The Impact of Maturational Changes in Cochlear Position on Cochlear Implantation
Three dimensional CT imaging provides good data regarding the positional changes in normal temporal bone development. Attention has been focused on the position of the basal turn in relation to other structures of the temporal bone. The following studies demonstrate that such changes occur rapidly between birth and 4 years of age and then may occur slowly until adulthood with a possible bump during puberty.
McRackan et al (2012) found age-related variation between adults and children in the orientation of the facial recess to the round window membrane (RWM) (1). Children had greater angulation than adults averaging 6.2°(p=0.01) between adults and children. Thus surgeons can expect a narrower view of the RWM in children and may find slightly more difficulty in electrode insertion. The authors also showed that maturation of the EAC over time simplifies the approach to the facial recess and RWM. The angle between the facial recess and EAC is more acute (tighter) in young children. This supports the findings of Lloyd et al (2010) who showed that the axis of the inferior segment of the basal turn becomes more parallel to the axis of the trans-mastoid approach angle over time (2).
Jackson et al (2014) studied CTs of 713 children to show a significant angular change between the basal turn axis and the trans-mastoid/facial recess approach during the first 4 years of life (3). They found that during normal development, the mastoid—scalar angle becomes more obtuse (nearly straight), reducing insertion complexity. Another factor that can complicate implantation of young children is incomplete mastoid pneumatization. Jackson et al also note that the small mastoid cavities of young children also add complexity.
Hui-Ying et al (2015) reported similar findings and concluded that a more anterior cochleostomy would be useful in many children. More significantly, the authors suggest that pre-op CT should be used to determine the axis of the inferior segment of the basal turn in relationship to the EAC (4).
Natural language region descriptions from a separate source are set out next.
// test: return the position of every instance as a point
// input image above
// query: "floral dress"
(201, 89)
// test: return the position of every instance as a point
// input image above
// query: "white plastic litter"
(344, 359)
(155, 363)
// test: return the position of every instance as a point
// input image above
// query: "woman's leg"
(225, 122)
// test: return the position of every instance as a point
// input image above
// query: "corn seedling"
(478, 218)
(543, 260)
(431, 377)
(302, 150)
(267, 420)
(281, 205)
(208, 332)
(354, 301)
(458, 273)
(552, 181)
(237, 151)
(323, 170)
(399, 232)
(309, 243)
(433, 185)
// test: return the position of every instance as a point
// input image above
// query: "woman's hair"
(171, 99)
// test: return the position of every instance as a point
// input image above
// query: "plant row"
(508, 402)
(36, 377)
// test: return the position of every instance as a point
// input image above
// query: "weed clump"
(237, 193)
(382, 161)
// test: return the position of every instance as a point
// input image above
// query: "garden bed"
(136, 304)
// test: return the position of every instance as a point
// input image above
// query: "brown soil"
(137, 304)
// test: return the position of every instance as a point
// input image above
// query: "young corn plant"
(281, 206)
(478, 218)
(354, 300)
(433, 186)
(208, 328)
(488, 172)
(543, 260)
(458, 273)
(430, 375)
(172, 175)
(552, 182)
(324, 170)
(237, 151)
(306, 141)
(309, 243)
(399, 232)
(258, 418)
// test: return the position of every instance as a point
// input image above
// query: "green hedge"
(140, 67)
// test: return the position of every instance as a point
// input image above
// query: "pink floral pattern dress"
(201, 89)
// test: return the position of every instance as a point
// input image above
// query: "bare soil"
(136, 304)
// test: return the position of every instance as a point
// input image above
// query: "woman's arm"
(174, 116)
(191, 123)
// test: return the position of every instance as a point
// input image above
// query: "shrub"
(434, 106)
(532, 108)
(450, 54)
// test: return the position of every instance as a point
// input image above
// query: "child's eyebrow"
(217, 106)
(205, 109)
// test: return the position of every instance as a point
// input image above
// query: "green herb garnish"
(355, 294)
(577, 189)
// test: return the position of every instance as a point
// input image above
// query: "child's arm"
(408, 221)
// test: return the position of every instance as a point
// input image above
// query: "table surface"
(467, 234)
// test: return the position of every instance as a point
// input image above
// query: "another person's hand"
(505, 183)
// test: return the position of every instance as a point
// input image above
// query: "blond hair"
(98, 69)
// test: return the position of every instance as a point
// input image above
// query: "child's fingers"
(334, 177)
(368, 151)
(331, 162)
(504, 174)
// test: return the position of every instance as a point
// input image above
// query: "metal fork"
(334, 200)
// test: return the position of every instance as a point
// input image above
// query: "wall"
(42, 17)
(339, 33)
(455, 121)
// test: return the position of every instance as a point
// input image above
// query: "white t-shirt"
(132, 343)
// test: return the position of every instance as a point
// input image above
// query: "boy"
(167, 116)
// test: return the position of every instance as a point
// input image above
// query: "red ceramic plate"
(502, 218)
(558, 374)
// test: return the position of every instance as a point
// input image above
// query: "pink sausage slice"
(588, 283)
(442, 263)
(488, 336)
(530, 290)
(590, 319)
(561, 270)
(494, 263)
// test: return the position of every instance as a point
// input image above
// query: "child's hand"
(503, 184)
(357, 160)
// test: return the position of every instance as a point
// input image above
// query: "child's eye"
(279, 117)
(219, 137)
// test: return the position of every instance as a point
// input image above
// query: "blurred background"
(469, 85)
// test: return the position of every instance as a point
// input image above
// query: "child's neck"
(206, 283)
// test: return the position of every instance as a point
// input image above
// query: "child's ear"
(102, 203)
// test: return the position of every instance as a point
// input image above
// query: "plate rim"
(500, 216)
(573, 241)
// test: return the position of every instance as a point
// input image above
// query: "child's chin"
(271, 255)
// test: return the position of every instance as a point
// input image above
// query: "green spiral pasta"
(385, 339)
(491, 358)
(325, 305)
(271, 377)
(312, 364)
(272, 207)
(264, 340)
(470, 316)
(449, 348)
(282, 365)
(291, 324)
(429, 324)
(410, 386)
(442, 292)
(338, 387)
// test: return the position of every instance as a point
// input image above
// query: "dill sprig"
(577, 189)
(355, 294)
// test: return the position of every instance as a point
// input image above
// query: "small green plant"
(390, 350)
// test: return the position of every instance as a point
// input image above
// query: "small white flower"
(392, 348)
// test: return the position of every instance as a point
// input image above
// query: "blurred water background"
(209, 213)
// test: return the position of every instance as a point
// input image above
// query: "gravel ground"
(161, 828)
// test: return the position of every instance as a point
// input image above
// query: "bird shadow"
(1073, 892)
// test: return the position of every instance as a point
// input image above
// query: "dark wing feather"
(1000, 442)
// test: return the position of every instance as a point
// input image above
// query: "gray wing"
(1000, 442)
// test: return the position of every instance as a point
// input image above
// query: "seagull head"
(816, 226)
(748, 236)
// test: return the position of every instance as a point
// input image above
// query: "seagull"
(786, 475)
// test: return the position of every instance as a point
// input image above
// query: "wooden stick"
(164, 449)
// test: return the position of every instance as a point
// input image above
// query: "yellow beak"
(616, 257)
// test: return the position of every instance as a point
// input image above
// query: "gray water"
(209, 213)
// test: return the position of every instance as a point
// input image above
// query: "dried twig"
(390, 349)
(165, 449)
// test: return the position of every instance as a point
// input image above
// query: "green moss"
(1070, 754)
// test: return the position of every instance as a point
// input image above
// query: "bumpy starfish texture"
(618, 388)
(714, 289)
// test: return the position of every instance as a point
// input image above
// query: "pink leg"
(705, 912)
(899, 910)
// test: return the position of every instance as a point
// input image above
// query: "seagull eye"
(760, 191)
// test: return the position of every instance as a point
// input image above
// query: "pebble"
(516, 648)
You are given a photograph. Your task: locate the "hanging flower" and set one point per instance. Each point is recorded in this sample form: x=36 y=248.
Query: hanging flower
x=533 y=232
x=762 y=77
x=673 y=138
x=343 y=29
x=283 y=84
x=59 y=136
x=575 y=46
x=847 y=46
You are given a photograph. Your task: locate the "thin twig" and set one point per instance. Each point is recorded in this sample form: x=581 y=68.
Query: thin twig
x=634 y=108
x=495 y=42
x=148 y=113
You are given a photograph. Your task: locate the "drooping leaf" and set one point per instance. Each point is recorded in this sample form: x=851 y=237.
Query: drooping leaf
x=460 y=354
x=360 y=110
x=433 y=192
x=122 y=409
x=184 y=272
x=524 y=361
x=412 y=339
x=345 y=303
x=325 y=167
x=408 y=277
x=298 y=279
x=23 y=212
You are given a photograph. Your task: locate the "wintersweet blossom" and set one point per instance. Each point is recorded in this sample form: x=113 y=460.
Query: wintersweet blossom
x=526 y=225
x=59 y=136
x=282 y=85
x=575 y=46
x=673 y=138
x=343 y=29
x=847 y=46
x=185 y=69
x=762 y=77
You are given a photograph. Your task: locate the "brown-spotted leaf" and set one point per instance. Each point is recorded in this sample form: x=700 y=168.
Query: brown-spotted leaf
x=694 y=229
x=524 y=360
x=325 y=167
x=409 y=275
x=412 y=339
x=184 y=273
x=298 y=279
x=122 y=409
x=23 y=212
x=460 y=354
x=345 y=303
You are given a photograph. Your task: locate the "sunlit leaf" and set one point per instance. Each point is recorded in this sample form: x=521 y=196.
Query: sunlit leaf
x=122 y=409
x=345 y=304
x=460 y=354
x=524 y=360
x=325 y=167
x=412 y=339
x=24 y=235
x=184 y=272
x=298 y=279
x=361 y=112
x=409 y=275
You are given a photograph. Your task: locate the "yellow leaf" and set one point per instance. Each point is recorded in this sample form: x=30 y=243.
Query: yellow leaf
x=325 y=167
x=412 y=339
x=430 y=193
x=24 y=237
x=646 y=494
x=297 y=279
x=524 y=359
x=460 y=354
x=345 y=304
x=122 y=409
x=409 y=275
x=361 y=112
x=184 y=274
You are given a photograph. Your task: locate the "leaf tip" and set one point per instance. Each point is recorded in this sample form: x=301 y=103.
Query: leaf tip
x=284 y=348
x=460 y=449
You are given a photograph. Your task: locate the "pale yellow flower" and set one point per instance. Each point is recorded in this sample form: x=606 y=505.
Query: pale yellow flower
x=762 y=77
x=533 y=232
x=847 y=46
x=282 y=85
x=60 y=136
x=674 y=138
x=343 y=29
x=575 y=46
There are many differences in optimum surgical technique for young children and adults, especially in babies between ages 6 and 12 months. Differences may include delicate soft tissues, skull often less than 2 mm thick, active marrow in diploic spaces that bleeds freely and may cause volume problems, constricted mastoid cavity, more acute angle between the EAC and facial recess and, as noted in these papers, a more acute angle of the axis of S. tympani re: the facial nerve.
All of these are manageable, but attention to insertion angle in young children should receive more attention by surgeons. RWM cochleostomies may require a more inferior electrode insertion trajectory in children. Whether bony cochleostomy is preferable in young children due to the greater scalar angulation has not been demonstrated. Similarly, whether routine pre-operative CT should be favored over MR or used in addition to MR has not been addressed adequately.
1. McRackan TR, Reda FA, Rivas A, et al. Comparison of cochlear implant relevant anatomy in children versus adults. Otol Neurotol 2012; 33:328–334.
2. Lloyd SK, Kasbekar AV, Kenway B, et al. Developmental changes in cochlear orientation—implications for cochlear implantation. Otol Neurotol 2010; 31:902–907.
3. Jackson NM, Givens VB, Carpenter CC, Allen LM, Morrell BB, et al. Cochlear trajectory in pediatric patients. Laryngoscope 2014. Doi: 10.11102/ lary.24984
4. Hui-Ying L, Ke-Guang C, Lin Y et al. The age-related positional and orientational changes of the human cochlea. Acta Oto-laryngologica 2015. 135:205-210.